Coordinating across correctional, community, and VA systems: applying the Collaborative Chronic Care Model to post-incarceration healthcare and reentry support for veterans with mental health and substance use disorders
- PMID: 31832790
- PMCID: PMC6909453
- DOI: 10.1186/s40352-019-0099-4
Coordinating across correctional, community, and VA systems: applying the Collaborative Chronic Care Model to post-incarceration healthcare and reentry support for veterans with mental health and substance use disorders
Abstract
Background: Between 12,000 and 16,000 veterans leave incarceration annually. As is known to be the case for justice-involved populations in general, mental health disorders (MHDs) and substance use disorders (SUDs) are highly prevalent among incarcerated veterans, and individuals with MHDs and SUDs reentering the community are at increased risk of deteriorating health and recidivism. We sought to identify opportunities to better coordinate care/services across correctional, community, and VA systems for reentry veterans with MHDs and SUDs.
Methods: We interviewed 16 veterans post-incarceration and 22 stakeholders from reentry-involved federal/state/community organizations. We performed a grounded thematic analysis, and recognizing consistencies between the emergent themes and the evidence-based Collaborative Chronic Care Model (CCM), we mapped findings to the CCM's elements - work role redesign (WRR), patient self-management support (PSS), provider decision support (PDS), clinical information systems (CIS), linkages to community resources (LCR), and organizational/leadership support (OLS).

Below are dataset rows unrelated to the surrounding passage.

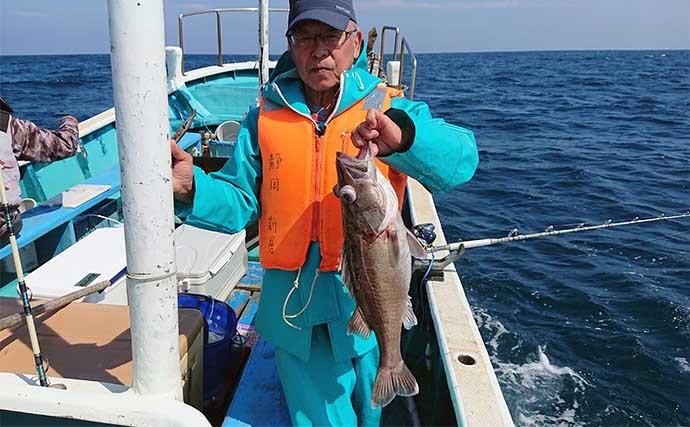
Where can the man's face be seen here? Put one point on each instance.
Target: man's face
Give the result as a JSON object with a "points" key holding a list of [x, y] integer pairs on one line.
{"points": [[320, 63]]}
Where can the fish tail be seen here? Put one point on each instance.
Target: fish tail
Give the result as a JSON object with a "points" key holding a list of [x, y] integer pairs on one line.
{"points": [[390, 382]]}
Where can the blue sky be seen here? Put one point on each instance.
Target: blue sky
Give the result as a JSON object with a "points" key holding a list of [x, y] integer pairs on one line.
{"points": [[81, 26]]}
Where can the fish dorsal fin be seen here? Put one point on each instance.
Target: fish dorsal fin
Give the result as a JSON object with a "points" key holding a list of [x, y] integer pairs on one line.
{"points": [[416, 248], [409, 320]]}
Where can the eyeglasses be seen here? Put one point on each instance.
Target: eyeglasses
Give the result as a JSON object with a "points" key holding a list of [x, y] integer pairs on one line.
{"points": [[331, 39]]}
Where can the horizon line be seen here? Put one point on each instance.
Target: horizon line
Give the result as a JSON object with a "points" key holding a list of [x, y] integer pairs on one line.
{"points": [[420, 53]]}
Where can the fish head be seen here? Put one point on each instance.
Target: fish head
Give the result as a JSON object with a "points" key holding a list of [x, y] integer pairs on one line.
{"points": [[364, 194]]}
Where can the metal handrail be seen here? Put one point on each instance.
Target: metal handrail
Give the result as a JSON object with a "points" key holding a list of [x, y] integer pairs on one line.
{"points": [[218, 12], [404, 44]]}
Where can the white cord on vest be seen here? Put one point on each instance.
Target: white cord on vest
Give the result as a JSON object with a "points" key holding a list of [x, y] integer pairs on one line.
{"points": [[295, 285]]}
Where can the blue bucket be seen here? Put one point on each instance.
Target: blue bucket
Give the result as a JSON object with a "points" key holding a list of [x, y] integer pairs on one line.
{"points": [[220, 327]]}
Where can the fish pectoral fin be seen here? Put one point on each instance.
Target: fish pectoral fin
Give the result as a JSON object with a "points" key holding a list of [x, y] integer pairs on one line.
{"points": [[390, 382], [345, 272], [358, 324], [416, 248], [409, 319]]}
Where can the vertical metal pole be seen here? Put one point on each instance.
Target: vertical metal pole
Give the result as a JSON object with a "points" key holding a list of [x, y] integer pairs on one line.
{"points": [[143, 134], [181, 39], [220, 39], [263, 41]]}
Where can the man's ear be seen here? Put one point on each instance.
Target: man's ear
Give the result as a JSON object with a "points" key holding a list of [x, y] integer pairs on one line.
{"points": [[358, 43]]}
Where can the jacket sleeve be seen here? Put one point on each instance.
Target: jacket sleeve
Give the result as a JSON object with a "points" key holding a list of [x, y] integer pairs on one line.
{"points": [[228, 200], [32, 143], [440, 156]]}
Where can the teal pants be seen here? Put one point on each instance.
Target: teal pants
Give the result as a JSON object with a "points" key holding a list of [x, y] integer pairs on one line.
{"points": [[324, 392]]}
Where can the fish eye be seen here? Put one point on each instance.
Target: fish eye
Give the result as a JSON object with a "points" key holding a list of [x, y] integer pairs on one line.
{"points": [[347, 194]]}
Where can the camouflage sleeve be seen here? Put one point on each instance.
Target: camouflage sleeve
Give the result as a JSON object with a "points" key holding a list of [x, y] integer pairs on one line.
{"points": [[35, 144]]}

Results: Emergent themes included (i) WRR - coordination challenges among organizations involved in veterans' reentry; (ii) PSS - veterans' fear of reentering society; (iii) PDS - uneven knowledge by reentry support providers regarding available services when deciding which services to connect a reentry veteran to and whether he/she is ready and/or willing to receive services; (iv) CIS - lapses in MHD/SUD medications between release and a first scheduled health care appointment, as well as challenges in transfer of medical records; (v) LCR - inconsistent awareness of existing services and resources available across a disparate reentry system; and (vi) OLS - reentry plans designed to address only immediate transitional needs upon release, which do not always prioritize MHD/SUD needs.
Conclusions: Applying the CCM to coordinating cross-system health care and reentry support may contribute to reductions in mental health crises and overdoses in the precarious first weeks of the reentry period.
Keywords: Continuity of care; Mental health; Qualitative research; Substance abuse; Veterans.
Conflict of interest statement
The authors declare that they have no competing interests.